40

815 67 6
                                    

"Hoş geldin Jackson." dedi Jimin. Gözleri çökük bir biçimdeydi Jimin'in. Tabiki de roldü. Ne güzel oyuncuydu Jimin.

"Jimin iyi misin?" dedi şaşkınca. Jimin bir adım atarak Jackson'a sarıldı. Evet iyidi ama stresliydi. Ama Jackson Jimin'in bu halinden dolayı çok sevinmişti. Jimin gittikçe Jackson'a bağlanıyordu. 

"Hayır değilim Jackson. Herkes benim arkamdan vurmak zorunda mı? Ben sırf Namjoon'un arkadaşı diye o kızı eve aldım be. O naptı? Resmen beni arkamdan vurdular." dedi Jimin. Jackson Jimin'in tam olarak neyden bahsettiğini anlamamıştı. Sung Woo ile tanışıyor olması lazımdı Jimin'in. Çünkü bir zaman önce de Sung Woo'yu evlerine almışlardı. 

"Sen Sung Woo'yu Namjoon'un arkadaşı diye mi eve aldın?"  dedi Jackson şaşkınlıkla. 

"Başka nereden tanıyacaktım ki Sung Woo'yu?" dedi Jimin sahte bir şaşkınlıkla. 

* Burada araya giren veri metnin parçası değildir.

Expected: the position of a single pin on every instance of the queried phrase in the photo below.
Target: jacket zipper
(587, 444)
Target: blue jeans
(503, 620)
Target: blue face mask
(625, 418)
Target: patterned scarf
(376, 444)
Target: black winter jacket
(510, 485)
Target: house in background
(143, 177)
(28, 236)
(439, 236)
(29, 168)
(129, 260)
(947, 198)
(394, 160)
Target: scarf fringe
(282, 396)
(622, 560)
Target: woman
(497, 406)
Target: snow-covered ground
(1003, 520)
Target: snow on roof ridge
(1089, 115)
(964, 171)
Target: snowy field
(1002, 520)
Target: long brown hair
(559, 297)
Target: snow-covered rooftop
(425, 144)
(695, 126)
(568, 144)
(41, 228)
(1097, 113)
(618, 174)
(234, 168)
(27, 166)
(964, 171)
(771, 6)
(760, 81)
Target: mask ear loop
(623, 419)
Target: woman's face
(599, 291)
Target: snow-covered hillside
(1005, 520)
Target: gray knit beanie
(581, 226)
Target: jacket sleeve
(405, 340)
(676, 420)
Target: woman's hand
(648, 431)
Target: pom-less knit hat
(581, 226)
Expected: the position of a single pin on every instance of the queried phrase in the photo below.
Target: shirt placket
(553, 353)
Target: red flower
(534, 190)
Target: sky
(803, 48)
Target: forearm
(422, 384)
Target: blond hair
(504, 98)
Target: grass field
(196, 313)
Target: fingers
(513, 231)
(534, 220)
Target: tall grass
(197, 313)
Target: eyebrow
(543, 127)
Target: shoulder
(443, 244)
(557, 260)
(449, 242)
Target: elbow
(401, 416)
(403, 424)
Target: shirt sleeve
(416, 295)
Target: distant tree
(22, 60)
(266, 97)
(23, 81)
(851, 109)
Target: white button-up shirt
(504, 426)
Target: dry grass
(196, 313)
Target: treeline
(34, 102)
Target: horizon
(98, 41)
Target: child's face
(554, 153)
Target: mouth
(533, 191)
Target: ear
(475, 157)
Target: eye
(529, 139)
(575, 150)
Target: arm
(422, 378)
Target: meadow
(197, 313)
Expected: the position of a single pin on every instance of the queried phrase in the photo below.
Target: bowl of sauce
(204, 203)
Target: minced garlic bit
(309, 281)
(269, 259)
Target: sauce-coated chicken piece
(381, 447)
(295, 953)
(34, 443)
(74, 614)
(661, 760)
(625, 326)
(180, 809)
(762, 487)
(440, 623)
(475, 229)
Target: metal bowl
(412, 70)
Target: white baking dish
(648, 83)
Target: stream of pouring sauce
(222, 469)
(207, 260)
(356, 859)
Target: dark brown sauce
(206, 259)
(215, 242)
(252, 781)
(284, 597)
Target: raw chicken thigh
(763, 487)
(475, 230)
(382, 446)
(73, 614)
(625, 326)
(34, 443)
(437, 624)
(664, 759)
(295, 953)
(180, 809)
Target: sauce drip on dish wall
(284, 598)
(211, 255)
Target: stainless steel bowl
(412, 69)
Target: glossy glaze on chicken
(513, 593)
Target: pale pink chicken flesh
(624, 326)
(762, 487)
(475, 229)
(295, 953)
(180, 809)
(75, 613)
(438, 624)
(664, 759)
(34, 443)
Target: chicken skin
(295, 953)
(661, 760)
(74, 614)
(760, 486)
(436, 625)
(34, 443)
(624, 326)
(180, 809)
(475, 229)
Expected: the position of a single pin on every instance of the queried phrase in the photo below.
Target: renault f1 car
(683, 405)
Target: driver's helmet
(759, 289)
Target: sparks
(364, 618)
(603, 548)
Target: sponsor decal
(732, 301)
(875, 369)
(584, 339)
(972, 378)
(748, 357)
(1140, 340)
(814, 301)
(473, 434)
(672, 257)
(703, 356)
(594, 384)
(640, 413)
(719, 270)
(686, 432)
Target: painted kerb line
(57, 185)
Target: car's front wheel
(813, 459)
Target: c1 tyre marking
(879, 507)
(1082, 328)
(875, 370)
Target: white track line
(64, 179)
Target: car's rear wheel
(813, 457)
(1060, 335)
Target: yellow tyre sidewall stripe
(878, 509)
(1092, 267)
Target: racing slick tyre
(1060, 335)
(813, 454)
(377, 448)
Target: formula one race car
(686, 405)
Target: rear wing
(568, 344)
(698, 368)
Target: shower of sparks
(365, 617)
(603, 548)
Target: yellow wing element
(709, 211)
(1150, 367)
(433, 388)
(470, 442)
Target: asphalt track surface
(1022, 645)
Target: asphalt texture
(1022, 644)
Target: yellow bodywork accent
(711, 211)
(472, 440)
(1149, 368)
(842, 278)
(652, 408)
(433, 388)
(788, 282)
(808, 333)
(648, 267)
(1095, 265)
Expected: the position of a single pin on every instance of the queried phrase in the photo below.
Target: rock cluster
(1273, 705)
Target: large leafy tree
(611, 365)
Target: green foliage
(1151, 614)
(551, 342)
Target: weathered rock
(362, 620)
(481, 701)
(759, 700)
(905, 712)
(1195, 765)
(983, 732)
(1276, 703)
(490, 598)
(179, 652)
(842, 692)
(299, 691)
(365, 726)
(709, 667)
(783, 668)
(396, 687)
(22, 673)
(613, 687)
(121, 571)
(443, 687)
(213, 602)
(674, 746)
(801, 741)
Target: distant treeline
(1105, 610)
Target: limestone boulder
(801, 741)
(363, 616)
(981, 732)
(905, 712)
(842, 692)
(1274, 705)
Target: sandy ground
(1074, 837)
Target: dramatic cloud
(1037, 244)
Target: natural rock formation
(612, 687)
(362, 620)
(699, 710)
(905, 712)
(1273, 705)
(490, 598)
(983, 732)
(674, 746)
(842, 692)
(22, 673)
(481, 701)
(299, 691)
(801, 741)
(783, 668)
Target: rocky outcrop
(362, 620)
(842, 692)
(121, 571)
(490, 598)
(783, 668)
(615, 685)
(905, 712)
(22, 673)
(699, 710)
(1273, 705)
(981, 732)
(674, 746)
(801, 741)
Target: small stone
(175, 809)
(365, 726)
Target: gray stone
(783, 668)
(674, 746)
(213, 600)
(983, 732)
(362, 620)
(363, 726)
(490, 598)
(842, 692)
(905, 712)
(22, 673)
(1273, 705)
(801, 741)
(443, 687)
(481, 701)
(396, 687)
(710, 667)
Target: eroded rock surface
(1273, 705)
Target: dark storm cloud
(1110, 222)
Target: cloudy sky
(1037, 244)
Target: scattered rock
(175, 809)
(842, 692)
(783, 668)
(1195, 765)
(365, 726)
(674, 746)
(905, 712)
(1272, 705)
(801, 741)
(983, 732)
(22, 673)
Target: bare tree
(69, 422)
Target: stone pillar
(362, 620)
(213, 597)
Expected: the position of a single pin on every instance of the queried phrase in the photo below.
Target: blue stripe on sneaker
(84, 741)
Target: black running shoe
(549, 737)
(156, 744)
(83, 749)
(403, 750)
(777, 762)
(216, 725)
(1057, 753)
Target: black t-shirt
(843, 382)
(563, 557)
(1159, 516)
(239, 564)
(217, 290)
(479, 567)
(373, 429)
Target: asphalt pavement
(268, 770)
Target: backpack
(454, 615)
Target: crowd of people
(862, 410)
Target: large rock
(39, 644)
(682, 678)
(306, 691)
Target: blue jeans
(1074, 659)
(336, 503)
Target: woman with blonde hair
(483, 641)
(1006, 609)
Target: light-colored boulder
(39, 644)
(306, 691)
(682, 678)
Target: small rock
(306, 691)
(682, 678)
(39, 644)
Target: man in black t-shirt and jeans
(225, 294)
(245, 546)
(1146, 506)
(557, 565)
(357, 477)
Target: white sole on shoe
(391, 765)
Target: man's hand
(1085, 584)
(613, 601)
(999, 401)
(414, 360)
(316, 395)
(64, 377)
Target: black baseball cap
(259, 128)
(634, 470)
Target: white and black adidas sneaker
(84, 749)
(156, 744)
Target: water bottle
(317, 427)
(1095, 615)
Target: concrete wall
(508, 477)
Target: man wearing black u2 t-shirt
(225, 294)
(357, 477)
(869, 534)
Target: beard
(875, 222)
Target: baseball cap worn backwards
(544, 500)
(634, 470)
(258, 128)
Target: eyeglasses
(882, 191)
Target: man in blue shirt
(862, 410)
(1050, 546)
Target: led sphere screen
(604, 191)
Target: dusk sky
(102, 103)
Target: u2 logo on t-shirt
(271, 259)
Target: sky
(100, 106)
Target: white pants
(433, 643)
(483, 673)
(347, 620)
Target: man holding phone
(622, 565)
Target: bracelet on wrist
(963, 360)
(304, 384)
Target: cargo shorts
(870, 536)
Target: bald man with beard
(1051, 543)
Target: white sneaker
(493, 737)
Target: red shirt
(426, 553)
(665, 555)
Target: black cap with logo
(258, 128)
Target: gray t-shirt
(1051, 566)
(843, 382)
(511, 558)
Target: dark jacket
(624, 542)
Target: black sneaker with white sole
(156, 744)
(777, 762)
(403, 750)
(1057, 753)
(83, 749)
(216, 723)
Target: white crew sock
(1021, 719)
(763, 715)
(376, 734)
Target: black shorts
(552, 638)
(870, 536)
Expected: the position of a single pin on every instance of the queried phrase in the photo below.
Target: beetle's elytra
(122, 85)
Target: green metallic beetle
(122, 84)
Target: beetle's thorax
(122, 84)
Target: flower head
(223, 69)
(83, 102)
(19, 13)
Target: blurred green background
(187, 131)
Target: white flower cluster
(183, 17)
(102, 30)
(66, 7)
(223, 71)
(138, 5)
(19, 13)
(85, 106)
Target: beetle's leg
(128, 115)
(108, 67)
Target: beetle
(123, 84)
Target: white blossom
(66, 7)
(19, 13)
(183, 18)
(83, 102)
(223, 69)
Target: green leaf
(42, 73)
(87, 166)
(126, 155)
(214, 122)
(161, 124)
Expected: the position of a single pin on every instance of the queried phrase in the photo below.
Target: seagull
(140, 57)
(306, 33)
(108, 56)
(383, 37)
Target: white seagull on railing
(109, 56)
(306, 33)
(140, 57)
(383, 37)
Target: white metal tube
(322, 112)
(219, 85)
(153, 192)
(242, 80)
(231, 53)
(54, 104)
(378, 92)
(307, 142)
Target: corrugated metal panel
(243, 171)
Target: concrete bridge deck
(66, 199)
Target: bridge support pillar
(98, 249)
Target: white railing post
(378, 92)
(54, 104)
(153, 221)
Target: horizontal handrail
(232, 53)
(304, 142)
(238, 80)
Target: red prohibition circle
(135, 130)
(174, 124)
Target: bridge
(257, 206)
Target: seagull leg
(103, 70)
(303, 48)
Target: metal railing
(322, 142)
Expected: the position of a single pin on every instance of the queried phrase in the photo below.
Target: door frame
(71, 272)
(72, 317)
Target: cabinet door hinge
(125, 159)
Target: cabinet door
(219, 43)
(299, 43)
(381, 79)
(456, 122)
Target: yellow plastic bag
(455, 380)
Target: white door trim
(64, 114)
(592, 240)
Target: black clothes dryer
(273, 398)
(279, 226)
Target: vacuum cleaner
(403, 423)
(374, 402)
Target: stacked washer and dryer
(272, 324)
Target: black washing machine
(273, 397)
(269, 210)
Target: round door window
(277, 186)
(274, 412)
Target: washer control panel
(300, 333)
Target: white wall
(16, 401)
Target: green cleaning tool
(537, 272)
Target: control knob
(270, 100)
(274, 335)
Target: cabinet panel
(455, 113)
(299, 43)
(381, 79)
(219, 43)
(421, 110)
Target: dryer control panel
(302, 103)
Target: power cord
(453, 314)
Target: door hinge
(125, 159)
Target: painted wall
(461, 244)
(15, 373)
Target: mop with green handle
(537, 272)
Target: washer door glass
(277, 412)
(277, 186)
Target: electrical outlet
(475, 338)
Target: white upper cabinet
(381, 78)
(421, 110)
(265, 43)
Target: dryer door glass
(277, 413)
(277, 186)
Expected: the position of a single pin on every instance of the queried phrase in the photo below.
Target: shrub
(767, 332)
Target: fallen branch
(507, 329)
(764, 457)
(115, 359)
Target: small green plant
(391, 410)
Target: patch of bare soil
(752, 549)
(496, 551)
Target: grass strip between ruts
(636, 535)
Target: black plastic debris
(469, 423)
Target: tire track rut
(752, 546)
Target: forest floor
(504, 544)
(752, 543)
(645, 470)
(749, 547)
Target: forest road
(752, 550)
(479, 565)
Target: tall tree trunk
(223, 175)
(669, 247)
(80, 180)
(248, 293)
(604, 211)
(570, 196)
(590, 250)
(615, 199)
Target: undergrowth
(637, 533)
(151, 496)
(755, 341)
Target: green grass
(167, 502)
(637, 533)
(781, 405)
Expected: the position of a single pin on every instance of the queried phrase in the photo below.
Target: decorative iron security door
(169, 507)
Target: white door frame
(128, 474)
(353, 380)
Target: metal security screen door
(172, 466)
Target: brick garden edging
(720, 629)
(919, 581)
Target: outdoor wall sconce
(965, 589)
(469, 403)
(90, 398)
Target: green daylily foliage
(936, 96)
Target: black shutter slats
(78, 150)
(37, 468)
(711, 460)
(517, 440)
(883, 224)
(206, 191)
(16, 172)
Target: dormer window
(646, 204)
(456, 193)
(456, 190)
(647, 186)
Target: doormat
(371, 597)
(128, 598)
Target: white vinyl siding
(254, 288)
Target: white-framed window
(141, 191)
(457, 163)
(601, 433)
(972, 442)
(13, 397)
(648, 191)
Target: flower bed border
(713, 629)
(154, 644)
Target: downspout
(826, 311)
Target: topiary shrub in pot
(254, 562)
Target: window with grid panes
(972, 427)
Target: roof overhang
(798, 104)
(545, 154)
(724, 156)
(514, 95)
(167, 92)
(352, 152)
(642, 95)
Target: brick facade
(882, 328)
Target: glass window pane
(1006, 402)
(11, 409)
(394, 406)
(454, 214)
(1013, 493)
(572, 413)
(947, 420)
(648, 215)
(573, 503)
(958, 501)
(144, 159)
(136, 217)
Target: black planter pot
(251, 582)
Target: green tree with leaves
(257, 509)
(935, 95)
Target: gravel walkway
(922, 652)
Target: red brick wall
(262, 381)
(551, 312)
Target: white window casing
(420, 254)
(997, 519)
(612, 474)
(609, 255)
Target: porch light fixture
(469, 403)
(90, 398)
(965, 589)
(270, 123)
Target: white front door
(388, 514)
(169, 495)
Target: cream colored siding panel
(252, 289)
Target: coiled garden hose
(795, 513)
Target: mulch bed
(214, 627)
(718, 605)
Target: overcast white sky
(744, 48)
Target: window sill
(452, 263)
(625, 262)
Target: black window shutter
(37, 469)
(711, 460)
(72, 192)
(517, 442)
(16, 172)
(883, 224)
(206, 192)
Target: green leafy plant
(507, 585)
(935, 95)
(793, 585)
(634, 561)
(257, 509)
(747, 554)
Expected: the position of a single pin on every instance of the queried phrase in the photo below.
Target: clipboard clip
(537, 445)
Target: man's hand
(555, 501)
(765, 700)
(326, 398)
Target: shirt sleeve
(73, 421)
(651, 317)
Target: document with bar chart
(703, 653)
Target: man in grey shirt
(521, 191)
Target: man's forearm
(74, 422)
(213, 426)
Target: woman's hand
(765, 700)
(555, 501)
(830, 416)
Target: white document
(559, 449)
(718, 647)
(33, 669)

"Bilmem belki tanıyorsundur diye." 

"Yok tanımıyordum. Sırf Namjoon'un arkadaşı diye. Bir de Namjoon bana ne dedi biliyor musun? Yok işte Sung Woo iyi kızdır. Onun abisini falan tanırım dedi. Yok nerden tanıyacak? Sung Woo'nun abisi falan yokmuş. Kız kendi ağızıyla söyledi."

"Öyle mi söyledi?" dedi sinirlenerek Jackson. 

"Sen niye sinirlendin?" 

"Sinirlenme değil. Sadece öyle mi söyledi diye sordum. Ne var bunda?" dedi sinirle Jackson. Batırıyordu. Jimin bu adamın bu kadar aptal olmasını beklemiyordu. 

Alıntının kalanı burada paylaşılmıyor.